In 1972 a group of investors led by Joseph Kanoui brought Cartier Paris. President Robert Hocq and General Director Alain
Dominique Perrin creators of the concept “Les Must de Cartier” or “Cartier Is A Must”;
began introducing new products representative of the status and quality of Cartier of the past.
Later in 1974 and 1976, they brought Cartier London and New York, combining the three into “Cartier Monde”.
By the beginning of the 1980’s Cartier was brought by the Vendôme Luxury Group PLC (Vendôme) which also owned Alfred Dunhill.
Vendôme is 70% owned by Compagnie Financière Richemont AG of Switzerland (Richemont), owned by the Rupert family of South Africa.
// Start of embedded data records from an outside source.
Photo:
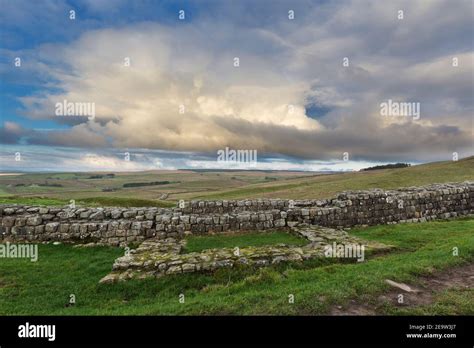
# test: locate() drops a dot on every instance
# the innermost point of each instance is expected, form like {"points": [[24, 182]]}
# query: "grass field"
{"points": [[318, 285], [189, 185], [200, 243], [44, 287]]}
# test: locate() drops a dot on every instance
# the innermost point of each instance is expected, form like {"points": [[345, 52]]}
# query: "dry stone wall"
{"points": [[119, 226]]}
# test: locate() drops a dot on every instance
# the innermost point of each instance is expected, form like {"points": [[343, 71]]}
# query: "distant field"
{"points": [[119, 189], [44, 287]]}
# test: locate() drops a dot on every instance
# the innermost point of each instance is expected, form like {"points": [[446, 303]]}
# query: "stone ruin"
{"points": [[161, 231]]}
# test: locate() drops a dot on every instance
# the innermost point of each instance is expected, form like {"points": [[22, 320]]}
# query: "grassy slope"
{"points": [[44, 287], [325, 186], [226, 185]]}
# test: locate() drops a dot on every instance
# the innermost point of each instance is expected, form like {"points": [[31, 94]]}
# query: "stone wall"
{"points": [[127, 225]]}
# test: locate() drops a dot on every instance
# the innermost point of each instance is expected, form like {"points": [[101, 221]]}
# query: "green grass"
{"points": [[44, 287], [200, 243], [228, 184], [33, 201], [91, 202], [125, 202]]}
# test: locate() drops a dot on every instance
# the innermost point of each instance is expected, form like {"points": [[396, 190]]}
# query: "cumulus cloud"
{"points": [[182, 91]]}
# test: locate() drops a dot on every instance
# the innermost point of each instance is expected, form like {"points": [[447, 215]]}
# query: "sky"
{"points": [[302, 83]]}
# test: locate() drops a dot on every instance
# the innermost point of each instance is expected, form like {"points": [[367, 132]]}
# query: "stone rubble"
{"points": [[123, 226]]}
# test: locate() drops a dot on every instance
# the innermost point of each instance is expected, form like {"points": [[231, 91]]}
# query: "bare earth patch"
{"points": [[422, 294]]}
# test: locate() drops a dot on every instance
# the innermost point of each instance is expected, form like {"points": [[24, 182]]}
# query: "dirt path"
{"points": [[422, 294]]}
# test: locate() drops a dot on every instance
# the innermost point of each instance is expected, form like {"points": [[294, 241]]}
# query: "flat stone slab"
{"points": [[161, 257]]}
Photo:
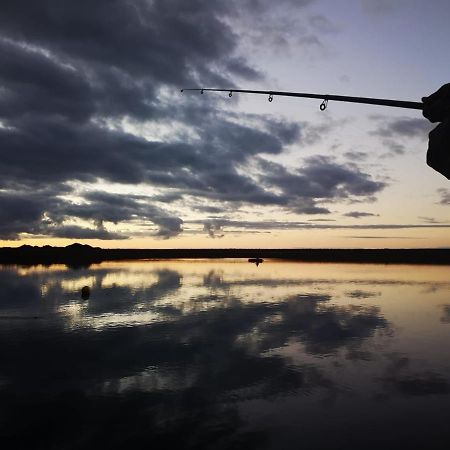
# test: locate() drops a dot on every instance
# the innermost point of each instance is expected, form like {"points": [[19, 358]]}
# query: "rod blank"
{"points": [[325, 97]]}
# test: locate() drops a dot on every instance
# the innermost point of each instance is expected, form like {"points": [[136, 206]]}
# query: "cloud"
{"points": [[402, 127], [445, 196], [356, 156], [359, 214], [380, 7], [81, 87]]}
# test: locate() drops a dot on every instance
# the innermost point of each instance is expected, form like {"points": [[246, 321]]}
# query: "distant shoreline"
{"points": [[83, 255]]}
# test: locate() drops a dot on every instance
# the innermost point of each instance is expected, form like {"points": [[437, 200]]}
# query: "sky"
{"points": [[99, 146]]}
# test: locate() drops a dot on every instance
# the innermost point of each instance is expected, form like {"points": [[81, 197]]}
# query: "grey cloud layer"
{"points": [[69, 70]]}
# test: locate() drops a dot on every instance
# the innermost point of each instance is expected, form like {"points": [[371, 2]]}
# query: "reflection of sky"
{"points": [[225, 351]]}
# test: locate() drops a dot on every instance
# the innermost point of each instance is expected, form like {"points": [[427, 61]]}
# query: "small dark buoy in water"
{"points": [[257, 261], [85, 292]]}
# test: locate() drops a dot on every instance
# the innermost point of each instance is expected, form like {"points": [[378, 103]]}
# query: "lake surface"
{"points": [[225, 355]]}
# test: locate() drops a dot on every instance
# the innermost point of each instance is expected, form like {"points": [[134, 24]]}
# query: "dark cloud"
{"points": [[71, 75]]}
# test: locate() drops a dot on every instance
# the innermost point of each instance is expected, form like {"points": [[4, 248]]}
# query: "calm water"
{"points": [[223, 355]]}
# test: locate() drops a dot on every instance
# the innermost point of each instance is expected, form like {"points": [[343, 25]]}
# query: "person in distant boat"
{"points": [[436, 108]]}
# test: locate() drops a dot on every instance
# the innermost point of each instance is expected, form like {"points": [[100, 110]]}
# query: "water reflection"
{"points": [[225, 355]]}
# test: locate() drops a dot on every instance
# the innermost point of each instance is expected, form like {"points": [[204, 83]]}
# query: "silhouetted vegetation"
{"points": [[78, 255]]}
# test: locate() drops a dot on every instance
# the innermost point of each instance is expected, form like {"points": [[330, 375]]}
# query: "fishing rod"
{"points": [[324, 97]]}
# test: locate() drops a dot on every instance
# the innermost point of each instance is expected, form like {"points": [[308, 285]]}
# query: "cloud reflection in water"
{"points": [[217, 355]]}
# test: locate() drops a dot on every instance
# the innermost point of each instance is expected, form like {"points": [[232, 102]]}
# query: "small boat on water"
{"points": [[256, 261]]}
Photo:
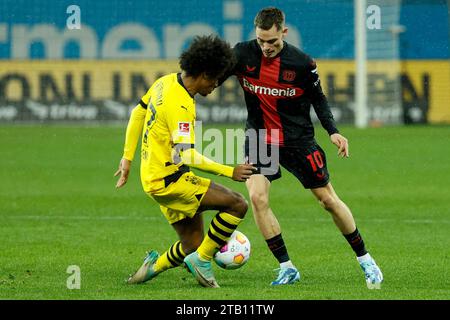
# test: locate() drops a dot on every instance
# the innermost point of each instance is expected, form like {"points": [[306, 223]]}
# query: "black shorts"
{"points": [[307, 162]]}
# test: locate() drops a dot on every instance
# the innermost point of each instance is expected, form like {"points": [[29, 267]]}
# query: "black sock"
{"points": [[276, 245], [356, 242]]}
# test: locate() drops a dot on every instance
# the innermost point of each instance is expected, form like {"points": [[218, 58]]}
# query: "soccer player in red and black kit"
{"points": [[280, 84]]}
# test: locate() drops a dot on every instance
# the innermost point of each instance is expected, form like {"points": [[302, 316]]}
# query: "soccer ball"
{"points": [[235, 253]]}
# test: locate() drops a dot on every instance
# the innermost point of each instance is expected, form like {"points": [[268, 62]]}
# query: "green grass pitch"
{"points": [[59, 207]]}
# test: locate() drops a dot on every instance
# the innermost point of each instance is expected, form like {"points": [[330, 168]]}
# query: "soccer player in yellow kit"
{"points": [[165, 118]]}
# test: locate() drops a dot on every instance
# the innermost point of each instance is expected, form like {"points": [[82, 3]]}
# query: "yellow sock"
{"points": [[171, 258], [220, 230]]}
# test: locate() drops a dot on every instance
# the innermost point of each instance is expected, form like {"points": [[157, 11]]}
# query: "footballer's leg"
{"points": [[345, 222], [258, 187], [232, 208], [190, 233]]}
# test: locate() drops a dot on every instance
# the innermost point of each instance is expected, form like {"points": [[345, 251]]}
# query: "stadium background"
{"points": [[49, 72], [65, 96]]}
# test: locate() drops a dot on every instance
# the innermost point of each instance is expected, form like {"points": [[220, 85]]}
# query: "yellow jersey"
{"points": [[165, 117]]}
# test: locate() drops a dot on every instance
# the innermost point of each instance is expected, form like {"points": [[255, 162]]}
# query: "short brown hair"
{"points": [[268, 17], [207, 54]]}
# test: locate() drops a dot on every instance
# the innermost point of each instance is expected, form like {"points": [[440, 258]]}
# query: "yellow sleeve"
{"points": [[196, 160], [134, 128]]}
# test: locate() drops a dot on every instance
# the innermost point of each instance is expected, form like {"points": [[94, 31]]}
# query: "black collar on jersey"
{"points": [[285, 44], [180, 81]]}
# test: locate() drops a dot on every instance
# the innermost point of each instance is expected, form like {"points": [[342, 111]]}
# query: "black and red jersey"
{"points": [[279, 93]]}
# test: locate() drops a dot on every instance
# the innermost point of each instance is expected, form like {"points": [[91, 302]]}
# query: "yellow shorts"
{"points": [[182, 198]]}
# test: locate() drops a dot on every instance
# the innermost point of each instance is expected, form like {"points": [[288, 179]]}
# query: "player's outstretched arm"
{"points": [[124, 170], [242, 172], [342, 143]]}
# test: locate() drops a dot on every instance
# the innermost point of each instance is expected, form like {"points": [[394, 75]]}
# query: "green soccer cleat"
{"points": [[286, 276], [373, 274], [146, 271], [201, 270]]}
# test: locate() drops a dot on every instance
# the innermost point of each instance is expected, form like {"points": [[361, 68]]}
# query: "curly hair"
{"points": [[207, 54], [268, 17]]}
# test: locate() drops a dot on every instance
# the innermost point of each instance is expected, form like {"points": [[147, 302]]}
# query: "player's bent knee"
{"points": [[328, 203], [259, 200], [239, 205]]}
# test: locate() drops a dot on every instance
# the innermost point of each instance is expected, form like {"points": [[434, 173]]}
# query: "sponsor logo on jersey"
{"points": [[250, 69], [184, 128], [288, 92], [288, 75]]}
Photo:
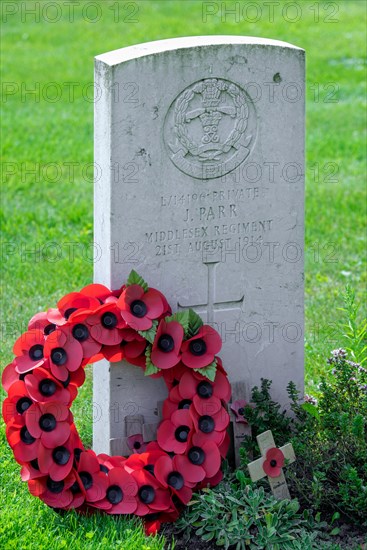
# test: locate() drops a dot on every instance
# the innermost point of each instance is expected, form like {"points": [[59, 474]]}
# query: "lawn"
{"points": [[47, 214]]}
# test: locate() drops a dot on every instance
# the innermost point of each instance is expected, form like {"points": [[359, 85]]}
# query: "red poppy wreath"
{"points": [[134, 323]]}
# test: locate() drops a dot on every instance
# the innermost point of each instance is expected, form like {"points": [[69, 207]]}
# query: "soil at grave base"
{"points": [[349, 538], [182, 543]]}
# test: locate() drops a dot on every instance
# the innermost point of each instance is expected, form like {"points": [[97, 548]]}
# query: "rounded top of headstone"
{"points": [[116, 57]]}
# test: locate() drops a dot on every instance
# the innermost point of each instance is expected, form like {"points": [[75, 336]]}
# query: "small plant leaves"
{"points": [[209, 372], [195, 322], [311, 409], [135, 279], [150, 368], [181, 317], [150, 334]]}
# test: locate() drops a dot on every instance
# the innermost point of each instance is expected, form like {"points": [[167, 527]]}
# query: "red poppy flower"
{"points": [[167, 344], [81, 333], [200, 350], [41, 322], [193, 383], [29, 351], [145, 461], [68, 305], [179, 475], [49, 422], [173, 434], [64, 353], [238, 407], [132, 346], [75, 378], [200, 461], [104, 323], [173, 376], [58, 461], [93, 478], [101, 292], [211, 481], [139, 308], [43, 388], [24, 445], [57, 494], [121, 493], [193, 388], [151, 497], [273, 462], [210, 427], [17, 402]]}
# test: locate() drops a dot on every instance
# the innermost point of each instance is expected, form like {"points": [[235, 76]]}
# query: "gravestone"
{"points": [[199, 152]]}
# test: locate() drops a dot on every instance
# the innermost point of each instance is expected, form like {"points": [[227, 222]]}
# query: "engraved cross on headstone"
{"points": [[212, 305]]}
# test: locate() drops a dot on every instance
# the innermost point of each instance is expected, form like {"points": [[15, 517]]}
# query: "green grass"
{"points": [[37, 212]]}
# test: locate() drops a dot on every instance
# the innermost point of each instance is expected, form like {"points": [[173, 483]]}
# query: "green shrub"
{"points": [[329, 437], [237, 514]]}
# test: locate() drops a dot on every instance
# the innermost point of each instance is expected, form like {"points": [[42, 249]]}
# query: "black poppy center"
{"points": [[182, 433], [146, 494], [175, 480], [109, 320], [196, 456], [75, 489], [205, 390], [67, 381], [166, 343], [61, 455], [77, 453], [206, 424], [184, 404], [87, 480], [138, 308], [49, 328], [26, 437], [80, 332], [23, 404], [69, 311], [197, 347], [47, 387], [59, 356], [36, 352], [54, 486], [47, 422], [34, 464], [114, 494], [149, 468]]}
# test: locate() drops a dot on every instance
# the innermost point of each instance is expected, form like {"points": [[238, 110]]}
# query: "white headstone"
{"points": [[199, 152]]}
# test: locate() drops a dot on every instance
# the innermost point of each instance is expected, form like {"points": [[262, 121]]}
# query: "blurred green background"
{"points": [[47, 189]]}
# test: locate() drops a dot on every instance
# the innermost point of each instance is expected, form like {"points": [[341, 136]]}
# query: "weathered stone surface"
{"points": [[199, 151]]}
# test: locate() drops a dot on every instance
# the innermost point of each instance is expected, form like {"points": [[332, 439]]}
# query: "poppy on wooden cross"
{"points": [[271, 464]]}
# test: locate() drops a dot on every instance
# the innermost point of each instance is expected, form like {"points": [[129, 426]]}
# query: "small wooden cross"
{"points": [[271, 464]]}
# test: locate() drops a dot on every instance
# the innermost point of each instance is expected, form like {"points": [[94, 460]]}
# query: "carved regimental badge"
{"points": [[210, 128]]}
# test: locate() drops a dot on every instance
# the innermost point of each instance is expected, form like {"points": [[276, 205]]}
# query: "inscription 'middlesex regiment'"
{"points": [[210, 128]]}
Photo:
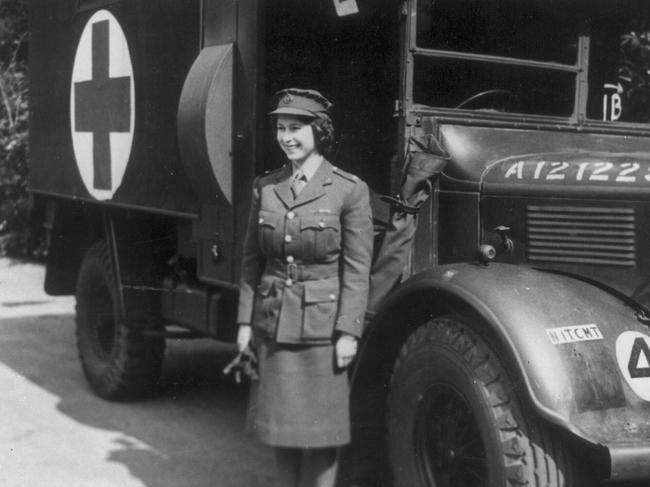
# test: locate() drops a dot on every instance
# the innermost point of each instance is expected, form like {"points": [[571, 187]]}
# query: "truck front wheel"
{"points": [[456, 419], [120, 363]]}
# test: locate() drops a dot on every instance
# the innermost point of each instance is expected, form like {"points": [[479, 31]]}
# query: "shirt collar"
{"points": [[308, 168]]}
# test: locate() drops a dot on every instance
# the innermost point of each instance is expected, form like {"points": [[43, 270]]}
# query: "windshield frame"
{"points": [[577, 120]]}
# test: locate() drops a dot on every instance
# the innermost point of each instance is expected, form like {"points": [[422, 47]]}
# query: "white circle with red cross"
{"points": [[102, 105]]}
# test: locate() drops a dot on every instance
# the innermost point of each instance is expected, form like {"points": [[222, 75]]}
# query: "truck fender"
{"points": [[560, 334]]}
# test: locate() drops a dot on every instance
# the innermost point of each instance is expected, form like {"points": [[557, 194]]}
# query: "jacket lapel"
{"points": [[316, 185]]}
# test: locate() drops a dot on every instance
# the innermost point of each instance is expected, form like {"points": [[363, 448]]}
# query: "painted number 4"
{"points": [[639, 364], [633, 357]]}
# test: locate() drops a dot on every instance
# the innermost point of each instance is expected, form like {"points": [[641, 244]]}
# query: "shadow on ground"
{"points": [[190, 433]]}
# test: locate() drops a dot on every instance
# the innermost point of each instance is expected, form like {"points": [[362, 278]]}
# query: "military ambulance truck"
{"points": [[507, 146]]}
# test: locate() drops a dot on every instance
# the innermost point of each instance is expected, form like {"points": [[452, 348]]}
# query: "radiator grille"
{"points": [[581, 235]]}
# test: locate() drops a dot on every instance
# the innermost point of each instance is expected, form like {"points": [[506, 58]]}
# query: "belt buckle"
{"points": [[292, 271]]}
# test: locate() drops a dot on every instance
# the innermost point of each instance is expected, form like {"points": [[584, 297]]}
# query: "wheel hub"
{"points": [[448, 442]]}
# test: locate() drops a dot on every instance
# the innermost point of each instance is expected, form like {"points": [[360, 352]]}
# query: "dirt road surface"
{"points": [[55, 433]]}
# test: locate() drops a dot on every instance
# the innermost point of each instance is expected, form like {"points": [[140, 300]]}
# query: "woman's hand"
{"points": [[244, 335], [346, 349]]}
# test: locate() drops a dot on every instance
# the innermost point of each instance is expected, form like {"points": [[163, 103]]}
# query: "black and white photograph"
{"points": [[324, 243]]}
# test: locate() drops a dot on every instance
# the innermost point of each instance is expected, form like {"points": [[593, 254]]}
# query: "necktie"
{"points": [[298, 183]]}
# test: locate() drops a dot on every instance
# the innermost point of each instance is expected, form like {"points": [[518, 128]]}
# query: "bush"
{"points": [[17, 236]]}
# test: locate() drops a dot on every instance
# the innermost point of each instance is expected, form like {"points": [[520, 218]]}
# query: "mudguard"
{"points": [[582, 353]]}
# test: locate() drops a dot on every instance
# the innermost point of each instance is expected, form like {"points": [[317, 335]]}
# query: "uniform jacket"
{"points": [[306, 261]]}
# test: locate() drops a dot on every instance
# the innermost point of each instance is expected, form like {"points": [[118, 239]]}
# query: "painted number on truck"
{"points": [[633, 356], [629, 172]]}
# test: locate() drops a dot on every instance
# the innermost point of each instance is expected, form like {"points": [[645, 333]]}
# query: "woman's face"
{"points": [[296, 138]]}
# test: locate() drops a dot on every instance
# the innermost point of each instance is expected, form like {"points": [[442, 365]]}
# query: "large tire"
{"points": [[455, 417], [120, 363]]}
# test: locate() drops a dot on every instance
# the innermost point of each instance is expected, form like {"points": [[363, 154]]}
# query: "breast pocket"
{"points": [[266, 308], [320, 236], [268, 232], [321, 303]]}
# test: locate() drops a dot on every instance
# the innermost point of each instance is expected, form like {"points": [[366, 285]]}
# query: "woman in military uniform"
{"points": [[303, 294]]}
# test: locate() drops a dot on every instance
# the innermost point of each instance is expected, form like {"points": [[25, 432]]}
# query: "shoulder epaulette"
{"points": [[345, 175]]}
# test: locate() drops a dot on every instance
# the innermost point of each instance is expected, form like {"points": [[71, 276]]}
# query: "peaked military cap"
{"points": [[305, 103]]}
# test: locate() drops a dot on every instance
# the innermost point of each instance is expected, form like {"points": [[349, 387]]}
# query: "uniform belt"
{"points": [[297, 272]]}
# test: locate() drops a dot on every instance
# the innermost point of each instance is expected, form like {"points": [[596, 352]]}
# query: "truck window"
{"points": [[507, 55], [619, 63]]}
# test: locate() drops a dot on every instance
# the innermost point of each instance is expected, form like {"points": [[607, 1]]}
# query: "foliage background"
{"points": [[17, 236]]}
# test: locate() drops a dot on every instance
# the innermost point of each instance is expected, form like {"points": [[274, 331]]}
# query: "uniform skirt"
{"points": [[301, 399]]}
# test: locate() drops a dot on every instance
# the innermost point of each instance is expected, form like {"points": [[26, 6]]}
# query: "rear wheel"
{"points": [[120, 363], [455, 418]]}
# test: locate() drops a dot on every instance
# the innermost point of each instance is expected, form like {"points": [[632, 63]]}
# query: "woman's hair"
{"points": [[323, 134], [323, 129]]}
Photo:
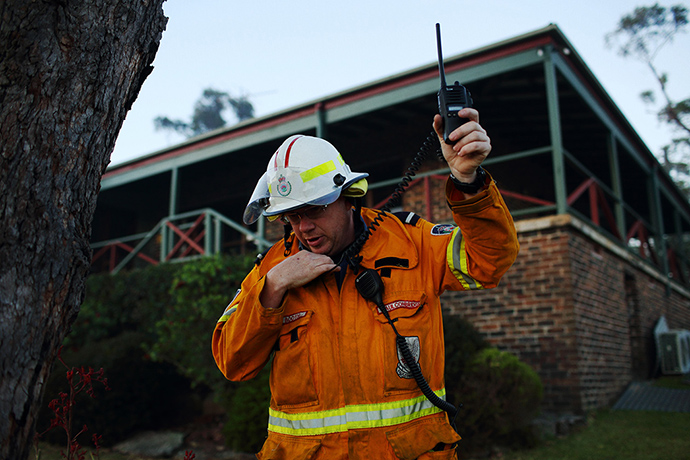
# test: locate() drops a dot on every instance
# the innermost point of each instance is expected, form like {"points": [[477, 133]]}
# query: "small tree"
{"points": [[641, 35], [208, 113]]}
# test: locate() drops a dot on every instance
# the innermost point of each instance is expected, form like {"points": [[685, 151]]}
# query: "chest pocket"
{"points": [[292, 374], [409, 311]]}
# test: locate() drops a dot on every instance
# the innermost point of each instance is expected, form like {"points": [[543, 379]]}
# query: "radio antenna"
{"points": [[441, 70]]}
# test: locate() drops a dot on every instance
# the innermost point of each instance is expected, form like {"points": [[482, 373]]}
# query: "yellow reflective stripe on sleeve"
{"points": [[456, 257], [317, 171], [352, 417], [227, 313]]}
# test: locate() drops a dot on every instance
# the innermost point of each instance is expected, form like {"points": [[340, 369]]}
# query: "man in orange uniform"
{"points": [[341, 388]]}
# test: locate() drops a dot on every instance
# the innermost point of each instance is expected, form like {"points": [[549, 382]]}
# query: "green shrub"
{"points": [[247, 408], [129, 301], [500, 396], [199, 293], [462, 342]]}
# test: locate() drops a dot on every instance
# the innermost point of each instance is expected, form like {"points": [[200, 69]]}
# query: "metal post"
{"points": [[657, 219], [208, 235], [555, 129], [616, 184]]}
In 1997 Richemont brought the remaining 30% of Vendôme Luxury Group making it a wholly owned subsidiary.
The Vendôme Luxury Group PLC continued to expand and by the end of the 1990’s included Alfred Dunhill, Baume Mercier, Cartier,
Chloe, Lancel, Mont Blanc, Panerai, Piaget, Vacheron Constantin, and Van Cleef & Arpels; with Cartier making up 50% of the sales.
Hocg, Kanoui and Allain Dominique Perrin, CEO of Cartier World, were credited with saving Cartier’s
dwindling fortunes and raising it to the ranks of the largest jewelry company in the world. It started when they introduced non jewelry items
bearing the Cartier name and cachet. They also dared to sell their product line in select retail stores across the globe;
without hurting the Cartier name and jewelry line. By the end of the 1970’s their wholesale products concept, primarily accessories with modest prices,
brought the Cartier name within reach of ordinary consumers under the trademarked name “Le Must de Cartier”.
In the early 1980s they added Cartier brand perfumes. Today Cartier operates over 200 stores worldwide.
Under Micheline Kanoui the company’s talented lead designer and wife of Joseph Kanoui chairman of Vendome Group. The company's current collection
includes the Baignoire, Lanieres, Ligne 21, Panthere de Cartier, Pasha de Cartier, Roadster, Santos de Cartier,
Tank Americaine, Tank Francaise, Tank S, Tortue. Their watch and jewelry collection is widely considered one of the most beautiful in the world.
The Cartier watch collection is the second best selling luxury line in the world, next to Rolex.